So yesterday I incubated some streptavidin-coated polystyrene beads (2.1 µ diameter) with some biotin-tagged EcoRI-cut H. influenzae DNA. How many beads? About 3.5 x 10^8. How much DNA? About 2 µg. The mixture was incubated at 37 °C for about 4 hr, first undiluted and then diluted to 50 ml in TE buffer. I washed the unbound DNA off the beads by drawing the mixture through a filter with 0.2 µ pores; I expected this to retain the beads but allow the unbound DNA to pass through. I washed the filter by drawing 25 ml of TE buffer through it, five times. This was a slightly less thorough series of washes than it sounds, because I tried not to always leave a little bit of buffer on the filter, worrying that if it was sucked dry the beads might be difficult to recover. But I didn't always succeed so the washes were pretty thorough. The thoroughness of the washes becomes important below.
I put the filter into a tube with a ml of THE and agitated it a lot to resuspend as many of the beads as possible. I then used the hemocytometer to count the resuspended beads and a comparable input bead suspension. This showed that I'd recovered more than 90% of the beads. Then I used Picogreen to measure the amount of DNA in the bead suspension: 330 ng/ml. This let me calculate how much DNA was on each bead: about 1000 kb! The average fragment size of EcoRI-cut H. influenzae DNA is about 3-4 kb, so this is about 300 DNA fragments per bead.
I was initially quite pleased with this result, but then started worrying that this was to high to be true.
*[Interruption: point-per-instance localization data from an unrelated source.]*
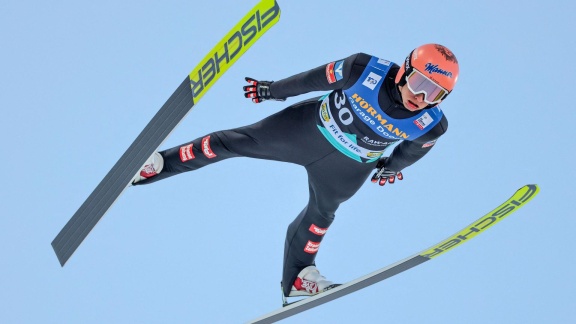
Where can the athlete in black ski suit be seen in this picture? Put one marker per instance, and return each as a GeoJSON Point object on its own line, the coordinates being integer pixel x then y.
{"type": "Point", "coordinates": [339, 138]}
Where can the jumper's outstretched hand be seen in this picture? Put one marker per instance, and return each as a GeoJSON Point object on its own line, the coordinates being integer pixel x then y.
{"type": "Point", "coordinates": [259, 91]}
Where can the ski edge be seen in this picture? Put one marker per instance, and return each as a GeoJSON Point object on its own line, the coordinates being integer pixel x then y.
{"type": "Point", "coordinates": [107, 191]}
{"type": "Point", "coordinates": [519, 199]}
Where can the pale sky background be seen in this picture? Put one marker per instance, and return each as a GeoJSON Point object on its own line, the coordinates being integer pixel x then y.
{"type": "Point", "coordinates": [80, 79]}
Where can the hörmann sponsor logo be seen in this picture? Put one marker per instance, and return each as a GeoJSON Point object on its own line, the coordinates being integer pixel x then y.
{"type": "Point", "coordinates": [240, 38]}
{"type": "Point", "coordinates": [330, 73]}
{"type": "Point", "coordinates": [317, 230]}
{"type": "Point", "coordinates": [480, 225]}
{"type": "Point", "coordinates": [186, 153]}
{"type": "Point", "coordinates": [374, 117]}
{"type": "Point", "coordinates": [312, 247]}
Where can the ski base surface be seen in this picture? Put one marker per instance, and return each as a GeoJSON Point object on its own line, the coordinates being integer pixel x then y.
{"type": "Point", "coordinates": [246, 32]}
{"type": "Point", "coordinates": [519, 199]}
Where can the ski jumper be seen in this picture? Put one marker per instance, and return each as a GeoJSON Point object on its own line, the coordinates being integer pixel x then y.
{"type": "Point", "coordinates": [338, 138]}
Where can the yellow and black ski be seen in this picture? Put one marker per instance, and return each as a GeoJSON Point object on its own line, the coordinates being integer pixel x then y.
{"type": "Point", "coordinates": [246, 32]}
{"type": "Point", "coordinates": [519, 199]}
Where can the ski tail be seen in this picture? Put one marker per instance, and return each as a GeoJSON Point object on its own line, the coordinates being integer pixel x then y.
{"type": "Point", "coordinates": [244, 34]}
{"type": "Point", "coordinates": [519, 199]}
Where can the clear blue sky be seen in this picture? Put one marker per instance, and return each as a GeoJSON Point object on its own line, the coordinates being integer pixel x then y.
{"type": "Point", "coordinates": [80, 79]}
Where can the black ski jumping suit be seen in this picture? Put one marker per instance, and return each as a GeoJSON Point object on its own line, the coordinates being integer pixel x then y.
{"type": "Point", "coordinates": [338, 138]}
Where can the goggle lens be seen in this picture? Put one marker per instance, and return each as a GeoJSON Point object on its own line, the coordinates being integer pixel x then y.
{"type": "Point", "coordinates": [419, 83]}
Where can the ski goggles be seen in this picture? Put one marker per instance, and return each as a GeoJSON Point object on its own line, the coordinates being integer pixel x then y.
{"type": "Point", "coordinates": [418, 83]}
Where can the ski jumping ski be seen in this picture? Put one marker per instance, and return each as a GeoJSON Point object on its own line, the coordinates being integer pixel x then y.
{"type": "Point", "coordinates": [519, 199]}
{"type": "Point", "coordinates": [246, 32]}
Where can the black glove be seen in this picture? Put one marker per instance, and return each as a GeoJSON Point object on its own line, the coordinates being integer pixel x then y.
{"type": "Point", "coordinates": [383, 174]}
{"type": "Point", "coordinates": [259, 90]}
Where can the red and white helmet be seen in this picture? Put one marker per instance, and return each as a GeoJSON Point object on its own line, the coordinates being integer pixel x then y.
{"type": "Point", "coordinates": [430, 69]}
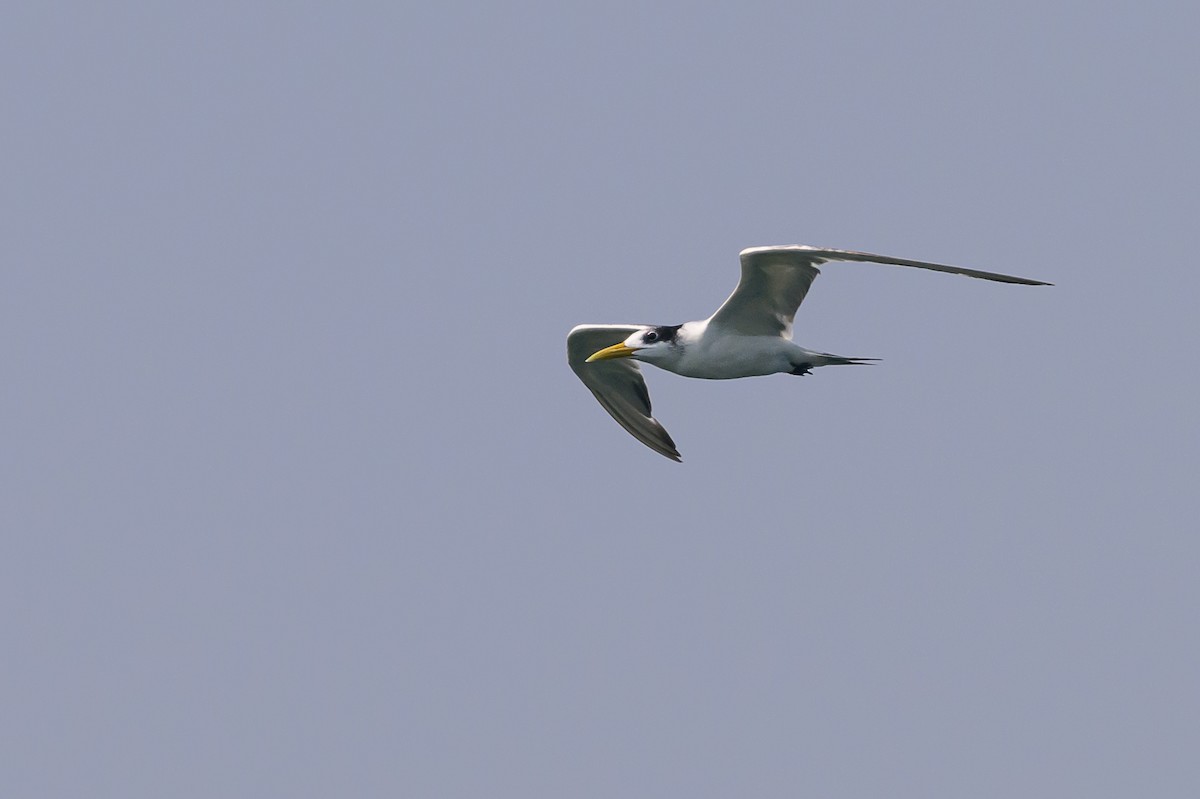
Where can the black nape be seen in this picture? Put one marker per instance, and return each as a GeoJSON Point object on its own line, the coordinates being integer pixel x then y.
{"type": "Point", "coordinates": [667, 332]}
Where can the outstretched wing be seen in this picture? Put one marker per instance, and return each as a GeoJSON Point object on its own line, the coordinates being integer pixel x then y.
{"type": "Point", "coordinates": [774, 281]}
{"type": "Point", "coordinates": [618, 384]}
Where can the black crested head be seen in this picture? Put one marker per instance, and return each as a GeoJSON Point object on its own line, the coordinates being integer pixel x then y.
{"type": "Point", "coordinates": [664, 332]}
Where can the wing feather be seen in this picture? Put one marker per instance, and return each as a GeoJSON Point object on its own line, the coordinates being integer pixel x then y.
{"type": "Point", "coordinates": [775, 280]}
{"type": "Point", "coordinates": [617, 384]}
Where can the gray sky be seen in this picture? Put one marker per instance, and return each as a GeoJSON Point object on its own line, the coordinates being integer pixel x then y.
{"type": "Point", "coordinates": [300, 498]}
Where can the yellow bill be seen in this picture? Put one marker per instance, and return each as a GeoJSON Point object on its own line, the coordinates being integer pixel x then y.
{"type": "Point", "coordinates": [616, 350]}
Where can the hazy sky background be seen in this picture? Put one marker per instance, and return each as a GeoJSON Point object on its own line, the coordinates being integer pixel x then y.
{"type": "Point", "coordinates": [300, 498]}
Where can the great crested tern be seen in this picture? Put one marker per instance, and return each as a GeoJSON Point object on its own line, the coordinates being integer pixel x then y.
{"type": "Point", "coordinates": [749, 335]}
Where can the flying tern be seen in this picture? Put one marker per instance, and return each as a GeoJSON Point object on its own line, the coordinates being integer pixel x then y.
{"type": "Point", "coordinates": [749, 335]}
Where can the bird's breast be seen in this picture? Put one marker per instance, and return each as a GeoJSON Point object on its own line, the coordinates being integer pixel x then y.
{"type": "Point", "coordinates": [726, 358]}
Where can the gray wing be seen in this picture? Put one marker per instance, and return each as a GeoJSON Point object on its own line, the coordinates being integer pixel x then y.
{"type": "Point", "coordinates": [774, 281]}
{"type": "Point", "coordinates": [618, 384]}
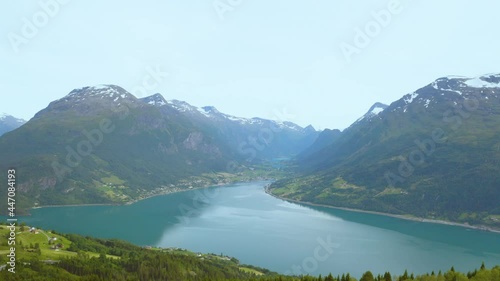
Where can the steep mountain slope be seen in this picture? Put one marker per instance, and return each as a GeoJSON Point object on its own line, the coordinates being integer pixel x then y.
{"type": "Point", "coordinates": [101, 144]}
{"type": "Point", "coordinates": [433, 153]}
{"type": "Point", "coordinates": [9, 123]}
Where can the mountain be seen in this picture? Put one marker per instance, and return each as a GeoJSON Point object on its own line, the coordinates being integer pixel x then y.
{"type": "Point", "coordinates": [9, 123]}
{"type": "Point", "coordinates": [101, 144]}
{"type": "Point", "coordinates": [433, 153]}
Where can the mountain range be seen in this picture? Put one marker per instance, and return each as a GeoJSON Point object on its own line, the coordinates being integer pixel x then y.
{"type": "Point", "coordinates": [434, 153]}
{"type": "Point", "coordinates": [101, 144]}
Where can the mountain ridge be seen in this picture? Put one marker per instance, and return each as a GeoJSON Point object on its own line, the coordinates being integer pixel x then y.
{"type": "Point", "coordinates": [432, 153]}
{"type": "Point", "coordinates": [101, 144]}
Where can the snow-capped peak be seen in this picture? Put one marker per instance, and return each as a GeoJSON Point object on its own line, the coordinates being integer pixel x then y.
{"type": "Point", "coordinates": [102, 91]}
{"type": "Point", "coordinates": [485, 81]}
{"type": "Point", "coordinates": [374, 110]}
{"type": "Point", "coordinates": [156, 100]}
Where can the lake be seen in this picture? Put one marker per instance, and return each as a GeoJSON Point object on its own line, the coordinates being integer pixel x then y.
{"type": "Point", "coordinates": [241, 220]}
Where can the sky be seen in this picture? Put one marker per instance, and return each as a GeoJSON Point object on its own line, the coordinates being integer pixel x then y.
{"type": "Point", "coordinates": [318, 62]}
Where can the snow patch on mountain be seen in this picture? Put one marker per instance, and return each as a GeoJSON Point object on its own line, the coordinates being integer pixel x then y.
{"type": "Point", "coordinates": [104, 91]}
{"type": "Point", "coordinates": [482, 82]}
{"type": "Point", "coordinates": [410, 97]}
{"type": "Point", "coordinates": [374, 110]}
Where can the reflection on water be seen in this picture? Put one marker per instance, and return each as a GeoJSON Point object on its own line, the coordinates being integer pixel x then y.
{"type": "Point", "coordinates": [243, 221]}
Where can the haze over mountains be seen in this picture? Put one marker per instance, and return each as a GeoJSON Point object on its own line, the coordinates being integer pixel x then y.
{"type": "Point", "coordinates": [101, 144]}
{"type": "Point", "coordinates": [433, 153]}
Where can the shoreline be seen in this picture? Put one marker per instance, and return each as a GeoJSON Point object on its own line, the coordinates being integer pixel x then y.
{"type": "Point", "coordinates": [176, 190]}
{"type": "Point", "coordinates": [404, 217]}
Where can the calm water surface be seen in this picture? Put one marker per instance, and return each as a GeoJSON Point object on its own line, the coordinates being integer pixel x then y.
{"type": "Point", "coordinates": [243, 221]}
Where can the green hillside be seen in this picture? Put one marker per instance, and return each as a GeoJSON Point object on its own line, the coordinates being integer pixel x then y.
{"type": "Point", "coordinates": [434, 154]}
{"type": "Point", "coordinates": [46, 255]}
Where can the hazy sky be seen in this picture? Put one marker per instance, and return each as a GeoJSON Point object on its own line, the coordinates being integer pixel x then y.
{"type": "Point", "coordinates": [305, 61]}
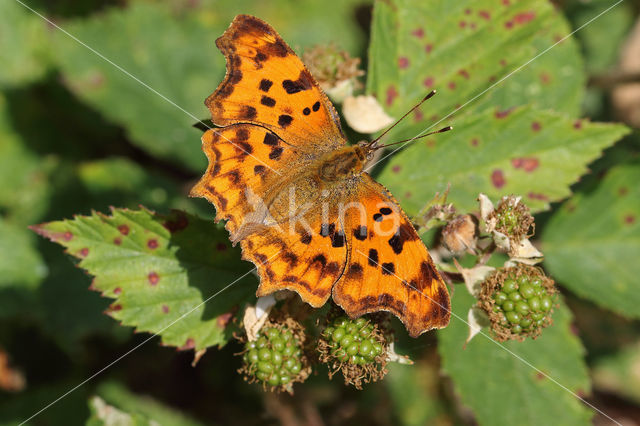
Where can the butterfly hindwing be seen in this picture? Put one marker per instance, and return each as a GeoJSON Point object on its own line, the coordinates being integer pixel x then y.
{"type": "Point", "coordinates": [267, 84]}
{"type": "Point", "coordinates": [306, 259]}
{"type": "Point", "coordinates": [389, 268]}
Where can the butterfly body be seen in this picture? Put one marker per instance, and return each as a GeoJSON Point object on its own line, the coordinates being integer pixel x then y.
{"type": "Point", "coordinates": [295, 195]}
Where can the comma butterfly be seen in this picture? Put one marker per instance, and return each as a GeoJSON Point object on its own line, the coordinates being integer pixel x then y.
{"type": "Point", "coordinates": [295, 194]}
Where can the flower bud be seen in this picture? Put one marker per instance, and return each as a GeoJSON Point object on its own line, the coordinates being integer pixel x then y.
{"type": "Point", "coordinates": [460, 234]}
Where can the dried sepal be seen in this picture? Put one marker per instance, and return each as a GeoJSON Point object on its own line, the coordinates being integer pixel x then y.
{"type": "Point", "coordinates": [460, 234]}
{"type": "Point", "coordinates": [364, 114]}
{"type": "Point", "coordinates": [474, 277]}
{"type": "Point", "coordinates": [255, 316]}
{"type": "Point", "coordinates": [334, 69]}
{"type": "Point", "coordinates": [436, 212]}
{"type": "Point", "coordinates": [477, 319]}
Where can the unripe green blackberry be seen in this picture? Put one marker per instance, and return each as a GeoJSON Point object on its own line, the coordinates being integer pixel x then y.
{"type": "Point", "coordinates": [356, 347]}
{"type": "Point", "coordinates": [519, 301]}
{"type": "Point", "coordinates": [276, 358]}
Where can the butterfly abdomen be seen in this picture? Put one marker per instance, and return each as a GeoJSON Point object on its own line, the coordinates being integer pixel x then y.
{"type": "Point", "coordinates": [342, 163]}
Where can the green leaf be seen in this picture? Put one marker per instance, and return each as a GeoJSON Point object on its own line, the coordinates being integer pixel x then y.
{"type": "Point", "coordinates": [462, 48]}
{"type": "Point", "coordinates": [24, 48]}
{"type": "Point", "coordinates": [20, 262]}
{"type": "Point", "coordinates": [124, 404]}
{"type": "Point", "coordinates": [502, 389]}
{"type": "Point", "coordinates": [536, 154]}
{"type": "Point", "coordinates": [414, 393]}
{"type": "Point", "coordinates": [173, 53]}
{"type": "Point", "coordinates": [591, 244]}
{"type": "Point", "coordinates": [612, 373]}
{"type": "Point", "coordinates": [601, 38]}
{"type": "Point", "coordinates": [161, 270]}
{"type": "Point", "coordinates": [25, 186]}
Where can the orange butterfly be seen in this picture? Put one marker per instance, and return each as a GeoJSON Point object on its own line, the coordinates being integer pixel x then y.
{"type": "Point", "coordinates": [295, 194]}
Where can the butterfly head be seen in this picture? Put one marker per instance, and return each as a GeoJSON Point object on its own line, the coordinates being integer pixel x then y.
{"type": "Point", "coordinates": [344, 162]}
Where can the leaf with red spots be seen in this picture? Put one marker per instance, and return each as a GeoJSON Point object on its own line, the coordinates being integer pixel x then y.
{"type": "Point", "coordinates": [531, 153]}
{"type": "Point", "coordinates": [164, 272]}
{"type": "Point", "coordinates": [499, 387]}
{"type": "Point", "coordinates": [489, 43]}
{"type": "Point", "coordinates": [592, 243]}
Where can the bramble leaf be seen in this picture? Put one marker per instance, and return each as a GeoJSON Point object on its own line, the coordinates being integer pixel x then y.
{"type": "Point", "coordinates": [463, 48]}
{"type": "Point", "coordinates": [175, 275]}
{"type": "Point", "coordinates": [494, 380]}
{"type": "Point", "coordinates": [536, 154]}
{"type": "Point", "coordinates": [173, 53]}
{"type": "Point", "coordinates": [591, 244]}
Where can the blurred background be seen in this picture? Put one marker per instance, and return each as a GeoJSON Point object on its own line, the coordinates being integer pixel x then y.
{"type": "Point", "coordinates": [77, 135]}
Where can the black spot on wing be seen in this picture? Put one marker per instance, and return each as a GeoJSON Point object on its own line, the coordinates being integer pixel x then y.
{"type": "Point", "coordinates": [242, 134]}
{"type": "Point", "coordinates": [306, 239]}
{"type": "Point", "coordinates": [284, 120]}
{"type": "Point", "coordinates": [355, 271]}
{"type": "Point", "coordinates": [320, 259]}
{"type": "Point", "coordinates": [373, 257]}
{"type": "Point", "coordinates": [388, 268]}
{"type": "Point", "coordinates": [304, 82]}
{"type": "Point", "coordinates": [275, 153]}
{"type": "Point", "coordinates": [235, 75]}
{"type": "Point", "coordinates": [265, 85]}
{"type": "Point", "coordinates": [270, 139]}
{"type": "Point", "coordinates": [248, 112]}
{"type": "Point", "coordinates": [360, 233]}
{"type": "Point", "coordinates": [267, 101]}
{"type": "Point", "coordinates": [337, 239]}
{"type": "Point", "coordinates": [327, 229]}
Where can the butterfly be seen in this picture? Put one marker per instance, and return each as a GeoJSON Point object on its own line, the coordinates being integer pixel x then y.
{"type": "Point", "coordinates": [294, 193]}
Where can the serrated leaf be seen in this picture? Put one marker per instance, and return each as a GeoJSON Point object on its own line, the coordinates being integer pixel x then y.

Is there even room on a 2.1 µ bead for this many fragments? And 1000 kb is more than half a H. influenzae genome. I rechecked my calculations, and they all seemed correct. I had never tested whether the filter-washing procedure worked as I thought it should - might much of the DNA have been trapped on the filter rather than being wwashed away, and might it then have been resuspended along with the beads? If so, most of the DNA in my washed beads prep might not be bound to the beads
So this morning I pelletted the beads, removing all but ~20 µl of the supernatant before resuspending them in another ml of TE, and did Picogreen assays on both the bead-free supernatant and the resuspended beads. This showed that about 75% of the DNA was indeed on the beads. This means I have lots of beads with lots of DNA on them, ready for many tweezers experiments.
Yesterday I also used the washed beads to transform competent cells. Preliminary colony counts (the plates need longer incubation) suggest that the transformation frequency was very low (about 10^-7), much lower than expected for the presumed DNA concentration of ~100 ng/ml. This is consistent with much of the DNA being inaccessible to the cells. (But I should go back and check a control transformation I did in another experiment, in case the EcrRI-cut DNA always transforms poorly*.)
* Indeed, EcoRI cuts within the gyrB (NovR) gene, and even when the DNA was not bound to beads the transformation frequency was only 1.3 x 10^7.